Rural resort job center municipalities are granted some flexibility in SB-213 and would be required to report a regional housing plan to DOLA. 

But Ward Hauenstein, mayor pro tem of the city of Aspen, said that language in the bill requiring 10% of housing units be set aside for households that make no more than 80% of the area median income in mixed-income multifamily housing is not a sufficient protection for areas like Aspen. 

“Affordable housing for a rural resort job center is different from what affordable is in the Front Range. They’re vastly different costs of living, and the cost of housing is so much higher here,” he said. “Whoever made my cappuccino, or whoever makes the beds at Aspen Square (Hotel), or plows the street or drives the buses … when you compare their livable wage to AMI in the Front Range, it is vastly different.”

​The bill does permit jurisdictions to apply for different requirements for percentage of units, but still is not sufficient for Hauenstein, who said he would like to see any housing stock growth reserved for workforce housing only. 

“For me, it’s projection of centralized power to a lower level of federalism. The Federalist Papers were all about a federal government projecting to the states. This is a state projecting down to Aspen,” he said of the bills. 

He does recognize the irony of calling out the state government for overreach fresh off the heels of the city of Aspen’s controversial residential building and short-term rental permit moratorium.

“I think I reconcile state or governmental interference in the free market by the effect it has on the public,” he posited. “Governmental intervention (from the city) was to try to offset the negative impacts of short term rentals and residential development.”

He likened the bills to a failed attempt by the city in the past to incentivize ADUs without deed-restriction or occupancy requirements. Instead of the units going to the local workforce, the ADUs sat vacant, became STRs, or were later absorbed into the main house on the property through construction, he said.

Longtime land planner Alan Richman, whose chops include working for the city of Aspen, also used the city’s ADU example as anecdotal evidence for why the state bill would not work as intended in the Roaring Fork Valley.

“This community has allowed accessory dwelling units without restrictions and they just turn into secondary dwelling units for the owner, and they don’t do a thing for affordability,” he said.

Over his more than four decades of working in land use, Richman said, demand and supply have never equalized. He expressed disgust at the state’s attempt to solve the housing problem of localities. 

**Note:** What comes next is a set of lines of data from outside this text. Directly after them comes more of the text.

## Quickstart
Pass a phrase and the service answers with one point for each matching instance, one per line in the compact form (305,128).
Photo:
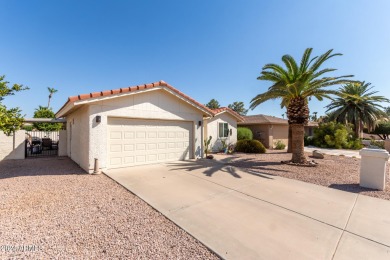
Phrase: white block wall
(212,130)
(12,147)
(62,143)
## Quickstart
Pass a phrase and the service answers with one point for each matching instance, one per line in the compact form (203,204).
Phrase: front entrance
(41,143)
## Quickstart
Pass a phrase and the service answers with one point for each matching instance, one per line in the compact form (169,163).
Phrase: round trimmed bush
(244,133)
(250,146)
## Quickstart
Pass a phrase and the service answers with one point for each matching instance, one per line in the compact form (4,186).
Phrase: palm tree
(51,92)
(358,105)
(295,85)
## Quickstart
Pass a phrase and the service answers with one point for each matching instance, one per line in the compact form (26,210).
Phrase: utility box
(373,168)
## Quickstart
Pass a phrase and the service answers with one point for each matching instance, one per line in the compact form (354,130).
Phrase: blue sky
(206,49)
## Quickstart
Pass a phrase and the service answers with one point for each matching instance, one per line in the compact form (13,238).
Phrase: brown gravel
(338,172)
(50,203)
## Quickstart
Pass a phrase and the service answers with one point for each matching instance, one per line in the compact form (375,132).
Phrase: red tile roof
(231,111)
(160,83)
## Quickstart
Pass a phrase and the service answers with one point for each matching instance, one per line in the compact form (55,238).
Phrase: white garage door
(137,141)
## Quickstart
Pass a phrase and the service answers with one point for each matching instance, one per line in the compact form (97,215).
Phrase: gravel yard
(58,211)
(336,172)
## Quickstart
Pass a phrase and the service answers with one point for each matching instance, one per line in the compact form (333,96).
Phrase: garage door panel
(135,142)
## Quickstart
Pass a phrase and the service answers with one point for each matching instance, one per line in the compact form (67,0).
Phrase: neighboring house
(222,127)
(144,124)
(270,129)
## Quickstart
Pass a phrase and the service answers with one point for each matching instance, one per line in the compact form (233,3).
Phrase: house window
(223,130)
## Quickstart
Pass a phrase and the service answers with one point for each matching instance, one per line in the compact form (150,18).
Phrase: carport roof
(95,96)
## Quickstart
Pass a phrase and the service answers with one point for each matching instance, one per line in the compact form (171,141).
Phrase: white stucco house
(143,124)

“In a community like ours the supply could be unlimited and it would still not do anything whatsoever for affordable housing needs,” he said. “There’s an unlimited demand for people with money to come to these places.”

The bills both have a long way to go in the state Legislature before they become law, and Kury said that she is hopeful that the governor’s office and state representatives will incorporate rural resort towns’ need for deed restrictions, greater autonomy and the outright death of HB-1255. 

“(Pitkin County) supports development near density and on transit with an eye towards water impacts and all that, which I think SB-213 endeavors to do,” she said. “It just has a lot of problems. I don’t think we would ever get to a position of support because our municipalities are so opposed to it. And they are our direct partners.”

If HB-1255 survives, she said, “The pre-emption needs to be narrowly tailored towards affordability like deed restricted, affordable housing. A community cannot say no to deed restricted, affordable housing or something along those lines.”

Kury said the county is aligned in opposition with a variety of local government coalitions and lobby groups across the Western Slope.

Pitkin County Manager Jon Peacock, Commissioner Francie Jacober, Apen Mayor Torre, and Kury have all testified in front of the Legislature about the negative impacts they believe the bills would bring to the area. 

The county and their counterparts have already begun discussions on potential lawsuits, should that be the last course of action for rural resort governments to take. But for now, the legislative process will play out in Denver.